Bu insanlar önce toplu resimlerde (fotoğraflarda) dostların negatifine sızdı sonra bizim masalarımıza. Bu yeni kişiler eskileri gibi değildi. Komplo kurup kovamazdık. Çünkü bu çocuklarda ar damarı yoktu. Elimizde enjektörlerle damar aradık aylarca. Bulamadık. Bunlar sosyal medyanın çocuklarıydı. Zır cahildiler. Yıkama yağlama mekanizmaları çok yeni olduğu için çökertecek yazılımı geliştiremedik. Çocuklar babadan oğula nesilmişçesine aynı şekilde önce edebiyat dünyasına sonra bizim sistemimize giriyorlardı. Siyasi örgütlerin kof, bunların üyelerine karşı kendi benliklerinin zayıf olduklarını keşfetmişlerdi. Sivil toplumunsa riyakârlığı arşa çıkmıştı. Mektep arkadaşları sıkıcıydı. Akrabalar faşistti. Özneyi çalıştırmanın tek yolu sanat dünyasıydı. Yani Freud'un deyişiyle süblimasyon. 

Sanat dünyasında yeteneksizliğin, hiç açılmamış sezginin, kapalı dimağın, hissizliğin, duygusuzlığun, cahilliğin örtülerek 2 ayda usta olunabilecek tek alan şiirdi, biraz da öyküydü.
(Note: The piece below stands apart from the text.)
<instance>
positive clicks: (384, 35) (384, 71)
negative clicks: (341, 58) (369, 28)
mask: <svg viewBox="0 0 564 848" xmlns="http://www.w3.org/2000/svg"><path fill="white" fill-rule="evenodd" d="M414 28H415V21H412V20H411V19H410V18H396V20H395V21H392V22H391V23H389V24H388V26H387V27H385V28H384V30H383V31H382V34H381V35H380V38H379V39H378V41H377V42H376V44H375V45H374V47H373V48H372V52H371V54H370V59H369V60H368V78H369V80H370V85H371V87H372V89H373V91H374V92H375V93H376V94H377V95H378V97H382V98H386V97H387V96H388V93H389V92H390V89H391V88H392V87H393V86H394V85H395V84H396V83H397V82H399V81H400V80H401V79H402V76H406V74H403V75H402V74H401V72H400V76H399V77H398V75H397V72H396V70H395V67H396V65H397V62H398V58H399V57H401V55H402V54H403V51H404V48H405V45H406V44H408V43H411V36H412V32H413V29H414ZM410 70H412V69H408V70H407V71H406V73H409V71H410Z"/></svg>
Müzik, oyunculuk, resim (çağdaş olmayan), dans ve benzeri ciddi sanat dalları en az 3-4 yıl idman isterdi. Eğitim belki bir ömür sürerdi. Yeteneksiz en erken beşinci altıncı yıl ayrılırdı bu belalı sanatlardan. Bir marangoz çırağı kalfa olmak için yıllarca çalışır kendini geliştirirdi. Zanaat bile yıllarınızı talep ederken şairlik en geç 90 günde tescil edilebilen bir şeydi.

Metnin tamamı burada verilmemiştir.